Each row is accumulated in a list and converted into a string using ''.join(row). This avoids repeatedly concatenating strings and keeps the implementation clean.
The most common implementation mistake is reversing the parity rule. Since (0,0) must be white, even parity must map to . rather than #.
Worked Examples
Example 1
Input:
4
Row i |
Col j |
i+j |
Parity | Character |
|---|---|---|---|---|
| 0 | 0 | 0 | Even | . |
| 0 | 1 | 1 | Odd | # |
| 0 | 2 | 2 | Even | . |
| 0 | 3 | 3 | Odd | # |
First row becomes:
.#.#
Continuing similarly:
Row i |
Generated Row |
|---|---|
| 0 | .#.# |
| 1 | #.#. |
| 2 | .#.# |
| 3 | #.#. |
Output:
.#.#
#.#.
.#.#
#.#.
This demonstrates that alternating parity naturally produces the required alternating colors both horizontally and vertically.
Example 2
Input:
3
Row i |
Generated Row |
|---|---|
| 0 | .#. |
| 1 | #.# |
| 2 | .#. |
Output:
.#.
#.#
.#.
This example shows that odd board sizes work exactly the same way. Every adjacent square has opposite parity, so the chessboard pattern remains valid.
Complexity Analysis
| Measure | Complexity | Explanation |
|---|---|---|
| Time | O(n²) | Every cell of the board is generated once |
| Space | O(1) | Only a small temporary row buffer is used, excluding output |
With n ≤ 9, the algorithm performs at most 81 cell computations. This is far below the available limits, so the solution comfortably fits within both the time and memory constraints.
Test Cases
# helper: run solution on input string, return output string
import sys
import io
def run(inp: str) -> str:
sys.stdin = io.StringIO(inp)
n = int(input())
out = []
for i in range(n):
row = []
for j in range(n):
row.append('.' if (i + j) % 2 == 0 else '#')
out.append(''.join(row))
return '\n'.join(out)
# provided sample
assert run("4\n") == ".#.#\n#.#.\n.#.#\n#.#.", "sample 1"
# minimum size
assert run("1\n") == ".", "single white square"
# small even board
assert run("2\n") == ".#\n#.", "alternation across rows"
# small odd board
assert run("3\n") == ".#.\n#.#\n.#.", "odd dimension board"
# maximum size
assert run("9\n").split("\n")[0] == ".#.#.#.#.", "maximum size first row"
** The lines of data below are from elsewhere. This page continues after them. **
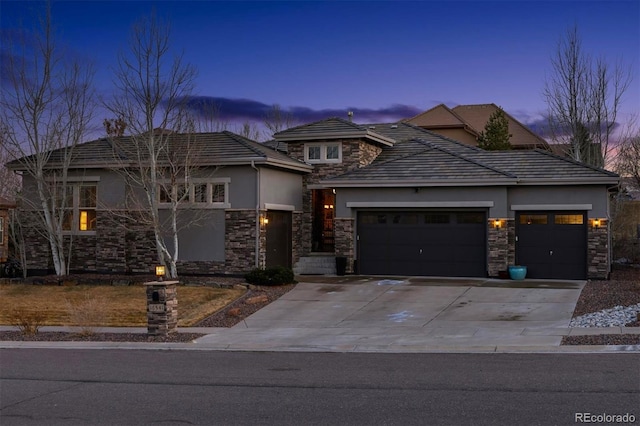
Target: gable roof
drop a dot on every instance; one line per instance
(213, 149)
(478, 115)
(331, 128)
(441, 117)
(418, 161)
(472, 119)
(6, 204)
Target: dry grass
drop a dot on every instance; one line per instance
(117, 306)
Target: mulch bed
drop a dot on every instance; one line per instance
(622, 289)
(252, 301)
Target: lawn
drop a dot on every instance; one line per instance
(105, 306)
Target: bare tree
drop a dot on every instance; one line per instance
(46, 109)
(209, 118)
(628, 159)
(583, 99)
(152, 91)
(10, 181)
(277, 120)
(250, 131)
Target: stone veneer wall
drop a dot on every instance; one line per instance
(240, 237)
(597, 253)
(498, 246)
(355, 154)
(343, 232)
(125, 246)
(297, 236)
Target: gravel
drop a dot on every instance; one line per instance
(611, 303)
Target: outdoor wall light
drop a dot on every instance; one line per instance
(160, 271)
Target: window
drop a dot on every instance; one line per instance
(533, 219)
(323, 152)
(438, 218)
(569, 219)
(218, 195)
(77, 205)
(87, 207)
(470, 217)
(314, 153)
(199, 194)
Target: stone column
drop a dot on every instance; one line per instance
(343, 231)
(598, 253)
(498, 246)
(162, 307)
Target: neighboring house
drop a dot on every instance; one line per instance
(392, 198)
(464, 123)
(395, 199)
(5, 206)
(241, 187)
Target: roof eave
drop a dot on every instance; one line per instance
(414, 183)
(338, 135)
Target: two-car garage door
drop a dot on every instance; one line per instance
(422, 243)
(553, 245)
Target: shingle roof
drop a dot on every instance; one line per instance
(331, 128)
(423, 162)
(477, 117)
(413, 161)
(211, 149)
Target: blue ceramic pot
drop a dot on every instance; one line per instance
(517, 272)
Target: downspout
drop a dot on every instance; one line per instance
(257, 249)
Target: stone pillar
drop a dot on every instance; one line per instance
(343, 231)
(162, 307)
(598, 252)
(498, 245)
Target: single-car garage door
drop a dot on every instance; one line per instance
(422, 243)
(552, 244)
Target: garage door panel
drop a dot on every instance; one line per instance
(393, 243)
(552, 245)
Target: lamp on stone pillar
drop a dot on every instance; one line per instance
(160, 272)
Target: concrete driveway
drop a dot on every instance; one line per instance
(405, 314)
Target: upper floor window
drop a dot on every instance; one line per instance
(77, 205)
(328, 152)
(200, 193)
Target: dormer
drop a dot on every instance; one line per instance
(334, 146)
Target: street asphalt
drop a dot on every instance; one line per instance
(394, 315)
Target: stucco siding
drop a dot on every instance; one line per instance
(496, 195)
(278, 187)
(201, 237)
(560, 196)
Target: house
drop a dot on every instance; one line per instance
(396, 199)
(464, 123)
(390, 199)
(5, 206)
(240, 186)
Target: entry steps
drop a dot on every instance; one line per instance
(315, 265)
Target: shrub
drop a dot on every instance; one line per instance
(27, 321)
(271, 276)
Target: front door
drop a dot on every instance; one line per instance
(278, 238)
(323, 201)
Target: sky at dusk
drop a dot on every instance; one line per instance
(384, 60)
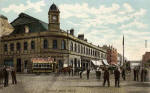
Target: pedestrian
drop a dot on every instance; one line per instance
(6, 75)
(134, 70)
(13, 75)
(123, 74)
(145, 74)
(117, 77)
(88, 73)
(81, 71)
(106, 77)
(142, 75)
(69, 70)
(137, 74)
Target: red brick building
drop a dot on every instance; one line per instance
(111, 54)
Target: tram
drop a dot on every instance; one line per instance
(43, 65)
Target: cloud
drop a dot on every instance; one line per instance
(135, 24)
(107, 24)
(24, 7)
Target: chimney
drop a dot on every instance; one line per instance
(81, 36)
(72, 31)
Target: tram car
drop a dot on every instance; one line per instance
(43, 65)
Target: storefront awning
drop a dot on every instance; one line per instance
(97, 63)
(105, 62)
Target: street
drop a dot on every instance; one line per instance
(52, 83)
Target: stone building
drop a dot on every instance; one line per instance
(5, 27)
(34, 38)
(146, 59)
(112, 55)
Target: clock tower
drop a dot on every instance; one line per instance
(53, 16)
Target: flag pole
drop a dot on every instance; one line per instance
(123, 50)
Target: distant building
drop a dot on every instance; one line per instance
(146, 58)
(112, 55)
(5, 27)
(33, 38)
(120, 59)
(135, 63)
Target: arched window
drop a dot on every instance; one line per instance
(81, 49)
(45, 43)
(71, 46)
(63, 44)
(54, 44)
(32, 45)
(18, 46)
(12, 46)
(25, 45)
(78, 48)
(5, 47)
(75, 48)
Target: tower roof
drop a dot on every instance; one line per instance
(53, 8)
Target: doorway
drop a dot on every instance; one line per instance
(18, 65)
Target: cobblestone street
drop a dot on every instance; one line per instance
(30, 83)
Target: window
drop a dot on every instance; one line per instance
(71, 46)
(32, 45)
(81, 49)
(91, 52)
(5, 47)
(25, 64)
(54, 44)
(45, 44)
(12, 47)
(75, 48)
(18, 46)
(78, 48)
(86, 51)
(63, 44)
(25, 45)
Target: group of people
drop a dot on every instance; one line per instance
(4, 75)
(142, 72)
(117, 73)
(106, 75)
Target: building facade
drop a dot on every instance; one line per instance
(112, 55)
(146, 59)
(33, 38)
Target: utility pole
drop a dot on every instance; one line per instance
(123, 51)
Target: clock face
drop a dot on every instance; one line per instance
(54, 18)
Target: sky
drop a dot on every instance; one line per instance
(103, 22)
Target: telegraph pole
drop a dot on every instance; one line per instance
(123, 50)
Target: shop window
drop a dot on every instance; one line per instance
(18, 46)
(45, 44)
(11, 47)
(63, 44)
(32, 45)
(55, 44)
(25, 45)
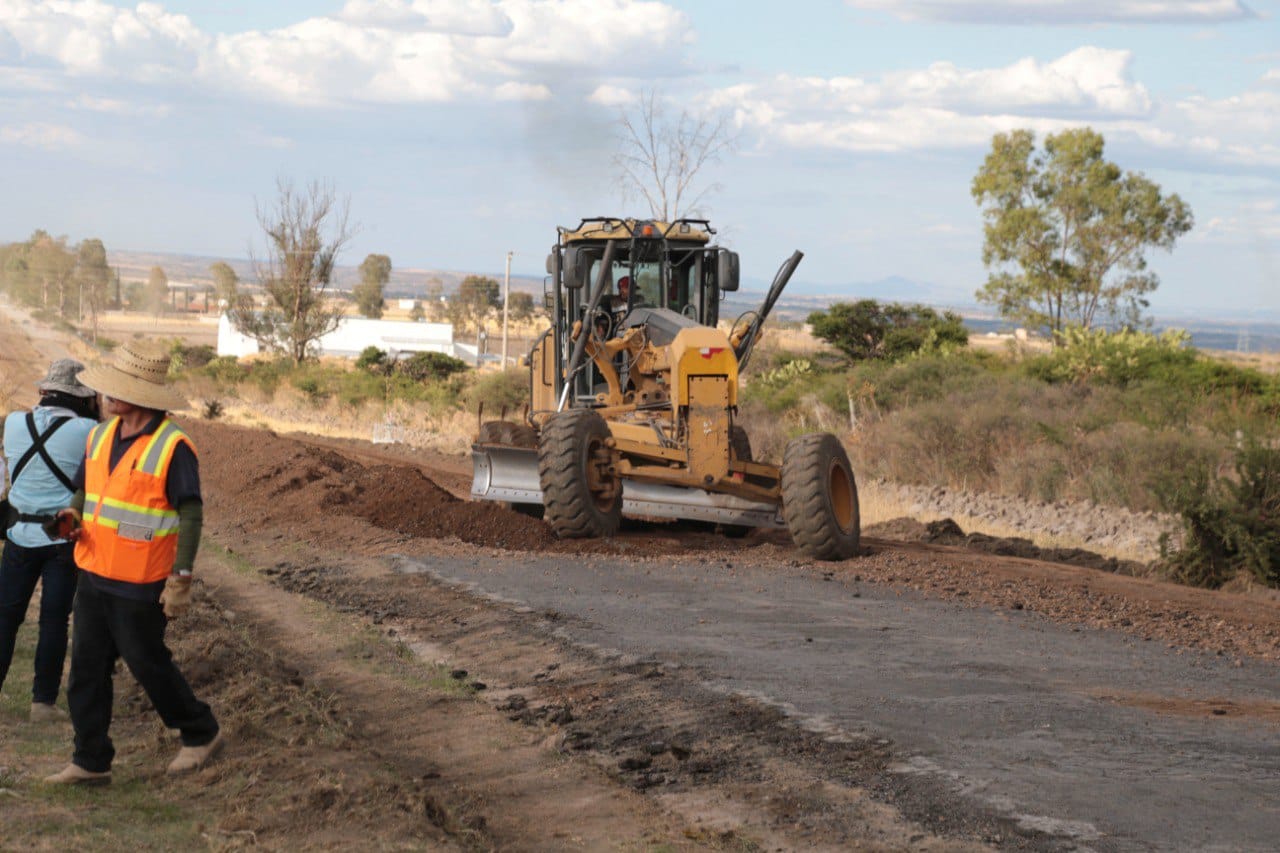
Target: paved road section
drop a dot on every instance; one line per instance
(1045, 724)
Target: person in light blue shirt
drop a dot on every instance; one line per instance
(42, 450)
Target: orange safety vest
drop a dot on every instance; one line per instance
(129, 529)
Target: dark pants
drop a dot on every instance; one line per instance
(55, 569)
(109, 628)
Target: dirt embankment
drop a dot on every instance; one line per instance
(289, 487)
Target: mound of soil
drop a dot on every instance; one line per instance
(286, 483)
(949, 533)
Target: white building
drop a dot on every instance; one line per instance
(353, 334)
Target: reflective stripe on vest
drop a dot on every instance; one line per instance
(129, 527)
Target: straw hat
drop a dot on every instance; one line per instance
(137, 374)
(62, 378)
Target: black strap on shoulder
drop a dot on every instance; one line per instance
(37, 446)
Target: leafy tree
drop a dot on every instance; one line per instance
(158, 291)
(1066, 231)
(375, 270)
(53, 267)
(1230, 521)
(659, 159)
(868, 329)
(94, 277)
(16, 273)
(305, 232)
(475, 297)
(520, 306)
(225, 282)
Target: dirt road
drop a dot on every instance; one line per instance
(494, 688)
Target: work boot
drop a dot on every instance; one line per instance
(77, 775)
(195, 757)
(46, 712)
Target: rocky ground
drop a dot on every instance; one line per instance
(373, 707)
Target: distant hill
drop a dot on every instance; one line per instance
(193, 269)
(1257, 331)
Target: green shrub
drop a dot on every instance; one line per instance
(1114, 357)
(430, 366)
(868, 329)
(268, 374)
(497, 391)
(311, 387)
(225, 369)
(1233, 524)
(191, 356)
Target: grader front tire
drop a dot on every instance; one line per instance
(819, 497)
(580, 496)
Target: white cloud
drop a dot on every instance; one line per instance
(1060, 12)
(40, 136)
(612, 96)
(1240, 129)
(117, 106)
(452, 17)
(941, 105)
(370, 51)
(1246, 223)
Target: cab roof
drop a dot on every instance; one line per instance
(600, 228)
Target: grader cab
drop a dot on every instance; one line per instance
(634, 400)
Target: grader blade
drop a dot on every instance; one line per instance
(510, 474)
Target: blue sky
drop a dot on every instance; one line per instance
(466, 128)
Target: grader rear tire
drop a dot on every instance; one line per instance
(581, 498)
(819, 497)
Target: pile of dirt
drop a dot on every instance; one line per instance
(949, 533)
(1098, 527)
(284, 483)
(318, 487)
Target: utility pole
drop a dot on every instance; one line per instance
(506, 299)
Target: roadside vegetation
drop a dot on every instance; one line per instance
(1128, 419)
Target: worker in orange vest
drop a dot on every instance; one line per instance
(136, 524)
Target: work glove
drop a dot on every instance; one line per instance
(176, 596)
(65, 525)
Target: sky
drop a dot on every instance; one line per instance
(462, 129)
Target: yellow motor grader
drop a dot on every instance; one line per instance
(634, 398)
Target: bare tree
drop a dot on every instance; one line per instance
(305, 231)
(94, 277)
(661, 159)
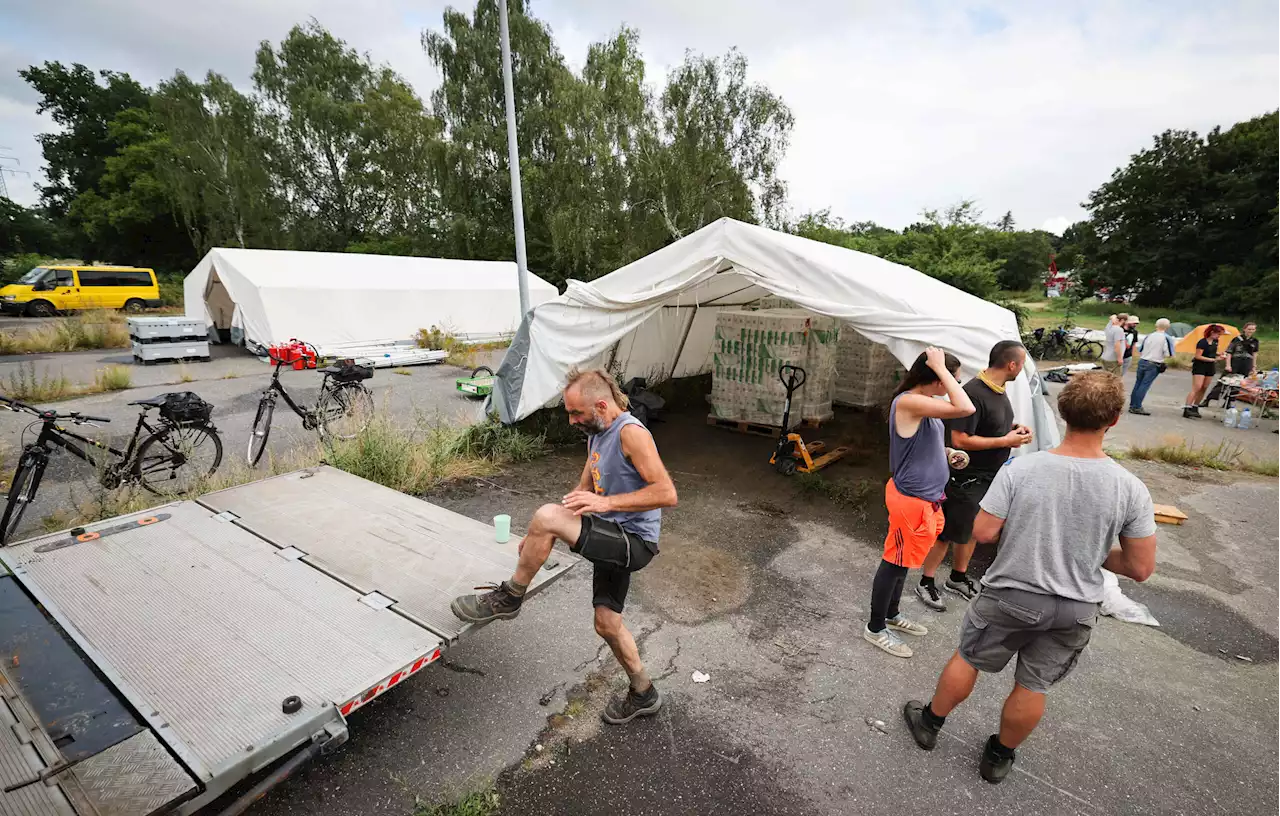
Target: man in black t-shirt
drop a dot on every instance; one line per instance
(987, 435)
(1242, 352)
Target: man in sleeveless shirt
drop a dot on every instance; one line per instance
(612, 518)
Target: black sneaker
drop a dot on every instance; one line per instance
(964, 587)
(629, 706)
(926, 736)
(499, 603)
(995, 762)
(929, 596)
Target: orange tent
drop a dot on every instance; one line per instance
(1187, 345)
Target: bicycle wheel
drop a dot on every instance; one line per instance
(344, 411)
(22, 491)
(261, 430)
(177, 459)
(1089, 351)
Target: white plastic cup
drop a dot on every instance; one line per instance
(502, 528)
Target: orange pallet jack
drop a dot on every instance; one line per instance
(792, 453)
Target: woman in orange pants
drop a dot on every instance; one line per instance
(918, 459)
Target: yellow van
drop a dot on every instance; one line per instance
(50, 289)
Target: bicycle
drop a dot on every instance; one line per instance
(1059, 344)
(179, 450)
(342, 411)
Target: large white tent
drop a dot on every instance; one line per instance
(657, 316)
(333, 297)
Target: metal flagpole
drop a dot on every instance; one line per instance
(517, 205)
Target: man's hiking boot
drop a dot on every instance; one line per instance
(924, 734)
(629, 706)
(996, 762)
(498, 603)
(929, 596)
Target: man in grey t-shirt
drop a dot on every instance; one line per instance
(1057, 516)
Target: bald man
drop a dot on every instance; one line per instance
(612, 518)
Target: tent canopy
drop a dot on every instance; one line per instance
(336, 297)
(656, 317)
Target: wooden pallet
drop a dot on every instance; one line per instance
(754, 429)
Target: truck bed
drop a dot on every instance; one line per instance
(204, 618)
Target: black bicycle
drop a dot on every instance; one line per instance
(178, 450)
(342, 411)
(1060, 344)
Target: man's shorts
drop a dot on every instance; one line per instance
(913, 527)
(615, 554)
(1046, 632)
(964, 496)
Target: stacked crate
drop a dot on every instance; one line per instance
(163, 339)
(867, 372)
(752, 345)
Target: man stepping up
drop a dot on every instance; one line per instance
(611, 518)
(988, 435)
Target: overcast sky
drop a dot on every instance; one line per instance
(900, 104)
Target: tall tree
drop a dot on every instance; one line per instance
(215, 169)
(76, 156)
(350, 140)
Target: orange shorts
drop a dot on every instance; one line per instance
(914, 525)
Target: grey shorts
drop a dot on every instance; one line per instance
(1046, 632)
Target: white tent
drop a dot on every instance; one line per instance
(657, 316)
(333, 297)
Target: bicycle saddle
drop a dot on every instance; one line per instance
(154, 402)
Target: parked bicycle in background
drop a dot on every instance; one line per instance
(1063, 344)
(178, 450)
(342, 411)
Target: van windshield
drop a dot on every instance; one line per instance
(33, 275)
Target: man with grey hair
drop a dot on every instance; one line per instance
(612, 518)
(1152, 352)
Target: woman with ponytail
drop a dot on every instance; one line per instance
(918, 461)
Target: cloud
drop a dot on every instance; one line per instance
(1024, 108)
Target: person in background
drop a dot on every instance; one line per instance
(914, 493)
(1242, 352)
(1130, 342)
(1152, 352)
(988, 435)
(1059, 516)
(1203, 367)
(1112, 345)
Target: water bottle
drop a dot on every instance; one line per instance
(1230, 417)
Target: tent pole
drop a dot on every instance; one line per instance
(517, 204)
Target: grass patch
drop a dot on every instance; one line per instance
(113, 379)
(1223, 457)
(85, 330)
(28, 385)
(859, 495)
(428, 455)
(479, 803)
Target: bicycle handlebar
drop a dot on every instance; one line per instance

assert len(run("9\n").split("\n")) == 9, "maximum size row count"
| Test input | Expected output | What it validates |
|---|---|---|
1 |
. |
Minimum board size |
2 |
.# / #. |
Correct row-to-row alternation |
3 |
.#. / #.# / .#. |
Odd-sized board handling |
9 |
9 valid chessboard rows | Maximum constraint |
Edge Cases
Consider the smallest possible board.
Input:
1
The algorithm visits only (0,0). Since 0 + 0 = 0 is even, it outputs ..
Output:
.
This confirms that the starting square is white.
Consider a board where row alternation matters.
Input:
2
Execution trace:
| Position | Sum | Character |
|---|---|---|
| (0,0) | 0 | . |
| (0,1) | 1 | # |
| (1,0) | 1 | # |
| (1,1) | 2 | . |
Output:
.#
#.
The first character of the second row becomes # automatically because the parity changes. This prevents the common mistake of restarting every row with ..
Consider a larger odd-sized board.
Input:
5
The first row becomes:
.#.#.
The second row becomes:
#.#.#
and the pattern continues. Since parity uniquely determines color, no special handling is required for odd dimensions. The algorithm generates the correct chessboard structure for every valid n.